Open timmbobb opened 4 months ago
I feel like I have to be doing something mindblowingly wrong or stupid, because people are saying that 2s/it is slow, and mine is going 25 times slower than that. All help would be appreciated!
It could be related to high VRAM usage.
Anecdotally, my RTX 4090 gets around 1.34s/it when training with similar settings as yours.
Your batch size is too high. Like the previous comment states you are using too much vram. You have to keep training under 24gb or it slows way down. For full model fine tunes you need a batch size of 1 and cacheing everything to fit it inside of a 24gb card.
Getting EXTREMELY slow training speed.
49 sec/it on 4090 seems completely unreasonable.
Here's my config: 14:16:06-593487 WARNING Here is the trainer command as a reference.
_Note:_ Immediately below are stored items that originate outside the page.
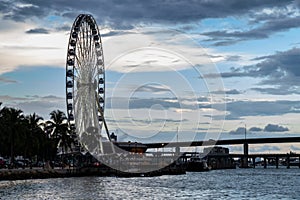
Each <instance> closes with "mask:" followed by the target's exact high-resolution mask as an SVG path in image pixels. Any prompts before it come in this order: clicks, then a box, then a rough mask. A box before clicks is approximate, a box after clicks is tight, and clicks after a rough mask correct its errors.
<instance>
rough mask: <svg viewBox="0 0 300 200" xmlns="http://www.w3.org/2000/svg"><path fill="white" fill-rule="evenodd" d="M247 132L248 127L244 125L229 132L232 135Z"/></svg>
mask: <svg viewBox="0 0 300 200" xmlns="http://www.w3.org/2000/svg"><path fill="white" fill-rule="evenodd" d="M245 133H246V129H245V128H244V127H238V128H237V129H236V130H234V131H230V132H229V134H231V135H245ZM247 133H249V132H247Z"/></svg>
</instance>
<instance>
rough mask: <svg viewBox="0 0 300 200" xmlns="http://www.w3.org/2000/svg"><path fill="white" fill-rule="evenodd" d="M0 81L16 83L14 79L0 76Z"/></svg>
mask: <svg viewBox="0 0 300 200" xmlns="http://www.w3.org/2000/svg"><path fill="white" fill-rule="evenodd" d="M0 83H17V81H16V80H12V79H10V78H6V77H3V76H0Z"/></svg>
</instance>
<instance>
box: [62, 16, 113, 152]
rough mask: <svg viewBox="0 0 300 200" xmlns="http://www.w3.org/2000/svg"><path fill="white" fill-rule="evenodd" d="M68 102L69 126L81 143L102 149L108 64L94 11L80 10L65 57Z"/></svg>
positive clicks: (95, 150) (91, 146)
mask: <svg viewBox="0 0 300 200" xmlns="http://www.w3.org/2000/svg"><path fill="white" fill-rule="evenodd" d="M66 104H67V116H68V121H69V124H70V126H71V127H72V128H73V129H74V130H75V131H76V134H77V136H78V138H79V141H80V143H81V144H82V145H83V146H87V148H88V149H89V151H90V150H91V149H92V151H94V153H99V152H100V153H101V151H102V152H103V147H102V146H101V138H102V136H101V130H102V128H103V125H104V126H105V129H106V132H107V134H108V138H109V133H108V130H107V126H106V123H105V119H104V105H105V68H104V58H103V49H102V41H101V36H100V32H99V29H98V26H97V24H96V21H95V19H94V18H93V16H92V15H87V14H80V15H79V16H78V17H77V18H76V19H75V21H74V23H73V26H72V29H71V32H70V37H69V43H68V52H67V61H66Z"/></svg>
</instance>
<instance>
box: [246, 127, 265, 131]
mask: <svg viewBox="0 0 300 200" xmlns="http://www.w3.org/2000/svg"><path fill="white" fill-rule="evenodd" d="M262 130H263V129H262V128H259V127H251V128H250V129H249V131H253V132H260V131H262Z"/></svg>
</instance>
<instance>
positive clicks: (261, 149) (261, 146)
mask: <svg viewBox="0 0 300 200" xmlns="http://www.w3.org/2000/svg"><path fill="white" fill-rule="evenodd" d="M280 150H281V148H280V147H278V146H272V145H264V146H261V147H257V148H251V151H252V152H264V151H280Z"/></svg>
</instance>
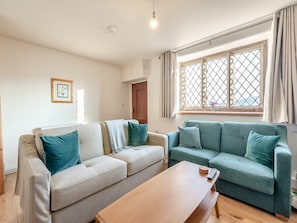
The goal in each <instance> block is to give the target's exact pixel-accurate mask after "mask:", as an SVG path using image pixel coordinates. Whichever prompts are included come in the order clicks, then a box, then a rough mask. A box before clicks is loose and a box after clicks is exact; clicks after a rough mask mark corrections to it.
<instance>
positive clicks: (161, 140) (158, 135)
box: [146, 132, 168, 163]
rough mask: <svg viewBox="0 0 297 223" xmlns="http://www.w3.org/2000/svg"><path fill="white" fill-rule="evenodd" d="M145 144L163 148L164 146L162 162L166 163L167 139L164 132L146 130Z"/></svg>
mask: <svg viewBox="0 0 297 223" xmlns="http://www.w3.org/2000/svg"><path fill="white" fill-rule="evenodd" d="M146 144H148V145H159V146H163V148H164V163H168V139H167V136H166V135H165V134H160V133H155V132H148V136H147V143H146Z"/></svg>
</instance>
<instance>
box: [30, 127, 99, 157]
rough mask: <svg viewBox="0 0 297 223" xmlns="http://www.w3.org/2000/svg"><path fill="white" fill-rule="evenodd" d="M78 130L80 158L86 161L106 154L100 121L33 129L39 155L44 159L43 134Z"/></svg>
mask: <svg viewBox="0 0 297 223" xmlns="http://www.w3.org/2000/svg"><path fill="white" fill-rule="evenodd" d="M75 130H77V131H78V135H79V141H80V159H81V161H86V160H88V159H91V158H95V157H97V156H101V155H103V154H104V152H103V151H104V150H103V141H102V132H101V126H100V125H99V124H98V123H89V124H85V125H83V124H75V125H70V126H63V127H50V128H36V129H34V130H33V134H34V135H35V144H36V148H37V151H38V154H39V157H40V158H41V159H42V160H43V161H44V148H43V144H42V141H41V139H40V137H41V136H59V135H64V134H67V133H70V132H73V131H75Z"/></svg>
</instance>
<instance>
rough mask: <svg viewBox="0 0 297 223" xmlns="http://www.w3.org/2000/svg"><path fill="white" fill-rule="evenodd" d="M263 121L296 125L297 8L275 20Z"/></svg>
mask: <svg viewBox="0 0 297 223" xmlns="http://www.w3.org/2000/svg"><path fill="white" fill-rule="evenodd" d="M273 20H274V21H273V38H272V45H271V52H270V58H269V61H268V67H267V75H266V83H265V94H264V112H263V121H266V122H273V123H280V122H286V123H289V124H297V5H295V6H290V7H288V8H285V9H282V10H281V11H280V12H279V13H278V14H276V15H275V16H274V19H273Z"/></svg>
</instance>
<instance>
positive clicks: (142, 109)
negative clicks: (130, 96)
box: [132, 81, 147, 123]
mask: <svg viewBox="0 0 297 223" xmlns="http://www.w3.org/2000/svg"><path fill="white" fill-rule="evenodd" d="M132 118H133V119H136V120H138V121H139V123H147V82H146V81H145V82H141V83H136V84H132Z"/></svg>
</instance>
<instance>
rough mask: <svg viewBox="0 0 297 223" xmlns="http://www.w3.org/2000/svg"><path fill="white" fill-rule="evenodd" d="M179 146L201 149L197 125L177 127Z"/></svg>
mask: <svg viewBox="0 0 297 223" xmlns="http://www.w3.org/2000/svg"><path fill="white" fill-rule="evenodd" d="M178 129H179V146H183V147H190V148H197V149H202V146H201V141H200V130H199V127H198V126H193V127H178Z"/></svg>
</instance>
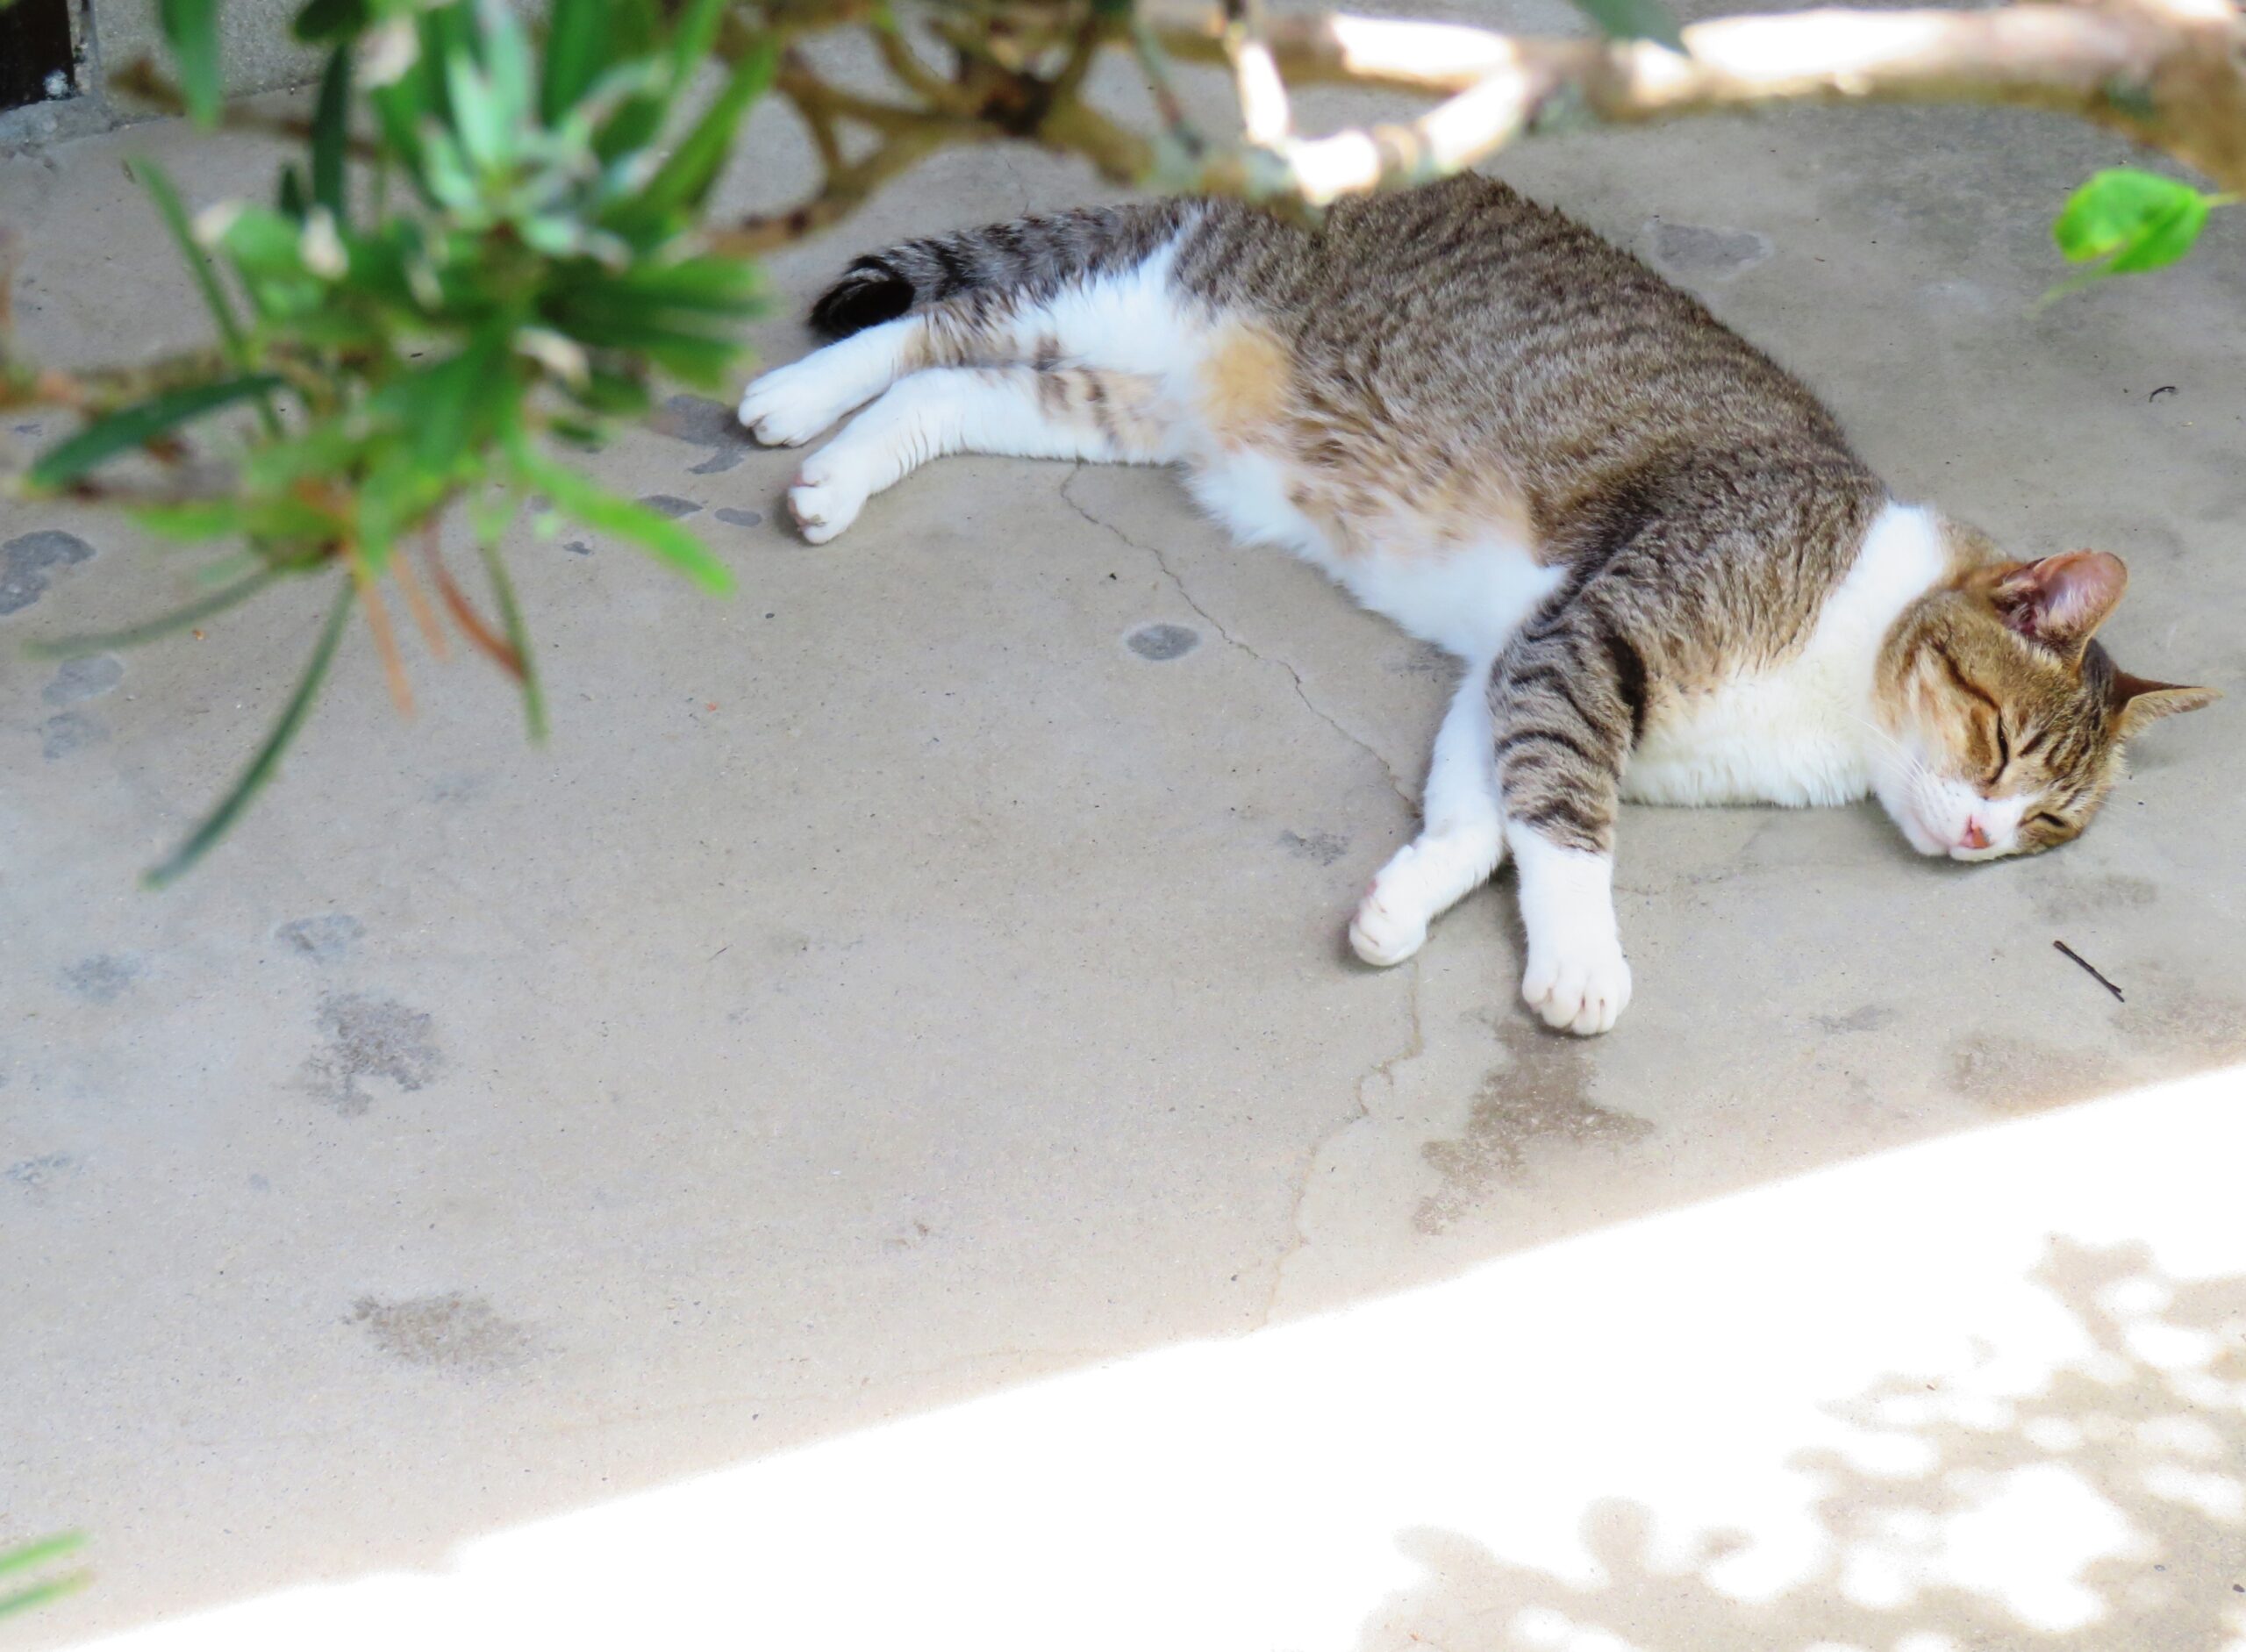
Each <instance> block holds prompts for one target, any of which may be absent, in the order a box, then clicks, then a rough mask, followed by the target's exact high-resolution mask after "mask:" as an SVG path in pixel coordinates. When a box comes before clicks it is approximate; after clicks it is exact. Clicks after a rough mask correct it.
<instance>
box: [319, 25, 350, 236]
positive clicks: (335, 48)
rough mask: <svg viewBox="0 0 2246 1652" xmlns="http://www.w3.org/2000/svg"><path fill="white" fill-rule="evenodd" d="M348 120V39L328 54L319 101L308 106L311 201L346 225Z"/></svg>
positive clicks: (349, 109) (347, 208) (347, 202)
mask: <svg viewBox="0 0 2246 1652" xmlns="http://www.w3.org/2000/svg"><path fill="white" fill-rule="evenodd" d="M348 121H350V40H344V43H341V45H339V47H335V52H330V54H328V72H326V74H321V76H319V103H314V105H312V200H314V202H319V204H321V207H326V209H328V211H330V213H335V222H337V224H348V222H350V213H348V202H346V198H344V150H346V148H348V139H350V132H348Z"/></svg>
It will not be executed:
14:16:06-594489 INFO C:\StableDiffusion\kohya_ss\venv\Scripts\accelerate.EXE launch --dynamo_backend no --dynamo_mode default --mixed_precision fp16 --num_processes 1 --num_machines 1 --num_cpu_threads_per_process 2 C:/StableDiffusion/kohya_ss/sd-scripts/sdxl_train_network.py --config_file C:/StableDiffusion/kohya_ss/dataset/formatted_training_images\model/config_lora-20240521-141606 .toml
14:16:06-595487 INFO Showing toml config file: C:/StableDiffusion/kohya_ss/dataset/formatted_training_images\model/config_lora-20240521-141606 .toml
14:16:06-596487 INFO bucket_no_upscale = true bucket_reso_steps = 64 caption_extension = ".txt" clip_skip = 1 dynamo_backend = "no" enable_bucket = true epoch = 10 gradient_accumulation_steps = 1 huber_c = 0.1 huber_schedule = "snr" learning_rate = 0.0001 logging_dir = "C:/StableDiffusion/kohya_ss/dataset/formatted_training_images\log" loss_type = "l2" lr_scheduler = "cosine_with_restarts" lr_scheduler_args = [] lr_scheduler_num_cycles = 3 lr_scheduler_power = 1 lr_warmup_steps = 388 max_bucket_reso = 2048 max_data_loader_n_workers = 0 max_grad_norm = 1 max_timestep = 1000 max_token_length = 75 max_train_steps = 7770 min_bucket_reso = 256 mixed_precision = "fp16" multires_noise_discount = 0.3 network_alpha = 16 network_args = [] network_dim = 32 network_module = "networks.lora" no_half_vae = true noise_offset_type = "Original" optimizer_args = [ "weight_decay=0.1", "betas=[0.9,0.99]",] optimizer_type = "AdamW8bit" output_dir = "C:/StableDiffusion/kohya_ss/dataset/formatted_training_images\model" output_name = "last" pretrained_model_name_or_path = "stabilityai/stable-diffusion-xl-base-1.0" prior_loss_weight = 1 resolution = "1024,1024" sample_every_n_epochs = 1 sample_prompts = "C:/StableDiffusion/kohya_ss/dataset/formatted_training_images\model\prompt.txt" sample_sampler = "dpmsolver++" save_every_n_epochs = 1 save_model_as = "safetensors" save_precision = "fp16" shuffle_caption = true text_encoder_lr = 2e-5 train_batch_size = 3 train_data_dir = "C:/StableDiffusion/kohya_ss/dataset/formatted_training_images\img" unet_lr = 0.0001 xformers = true
14:16:06-599487 INFO end of toml config file: